At level three, the data center begins to offer its own root cause analysis and virtual help to solve problems, he said. Huawei has reached this stage, he said: “In the future, I believe we can use AI to predict if there's any problem and use the AI to self-recover the data center.”
At this stage, DCIM systems may even benefit from specialized AI processors, he predicted.

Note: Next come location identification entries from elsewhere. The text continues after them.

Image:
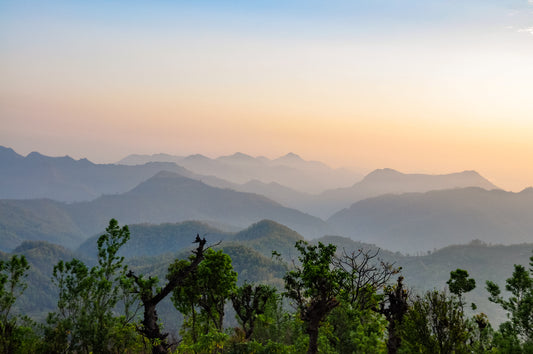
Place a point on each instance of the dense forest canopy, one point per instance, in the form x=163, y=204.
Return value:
x=329, y=301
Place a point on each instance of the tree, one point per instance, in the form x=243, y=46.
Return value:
x=519, y=305
x=315, y=287
x=459, y=284
x=12, y=285
x=435, y=324
x=151, y=295
x=203, y=295
x=87, y=298
x=250, y=303
x=395, y=307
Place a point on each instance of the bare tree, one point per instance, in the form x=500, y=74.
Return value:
x=365, y=274
x=150, y=297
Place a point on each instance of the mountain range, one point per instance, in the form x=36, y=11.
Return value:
x=251, y=259
x=402, y=212
x=289, y=170
x=424, y=221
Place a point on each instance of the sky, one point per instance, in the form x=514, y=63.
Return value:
x=425, y=86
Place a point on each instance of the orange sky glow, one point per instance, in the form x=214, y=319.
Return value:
x=418, y=97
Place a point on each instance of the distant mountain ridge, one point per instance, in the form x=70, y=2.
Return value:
x=414, y=222
x=165, y=198
x=389, y=181
x=68, y=180
x=289, y=170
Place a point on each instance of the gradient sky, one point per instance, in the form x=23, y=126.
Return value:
x=417, y=85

Huawei is already experimenting with using its Ascend series AI processors to work in partnership with its DCIM on both cloud and edge sides.
Right now, most users are still at the early stages compared with these ideas, but some clearly share this optimism: “Today we use [AI] for monitoring set points,” said Eric Fussenegger, a mission critical facility site manager at Wells Fargo, speaking at DCD>New York in 2019, adding to DCIM and “enhancing the single pane of glass.”
AI could get physical, further in the future, said Fussenegger, in a fascinating aside. “The ink is not even dry yet, maybe it hasn't even hit the paper.” he said, but intelligent devices could play a role in the day-to-day physical maintenance and operation of a data center.
One day, robots could take over "cleaning or racking equipment for us, so I don’t have to worry about personnel being in hot and cold aisle areas. There are grocery stores that are using AI to sweep.”
Even these extreme views are tempered, however. Said Fussenegger: “I think we’re always going to need humans in there as a backup.”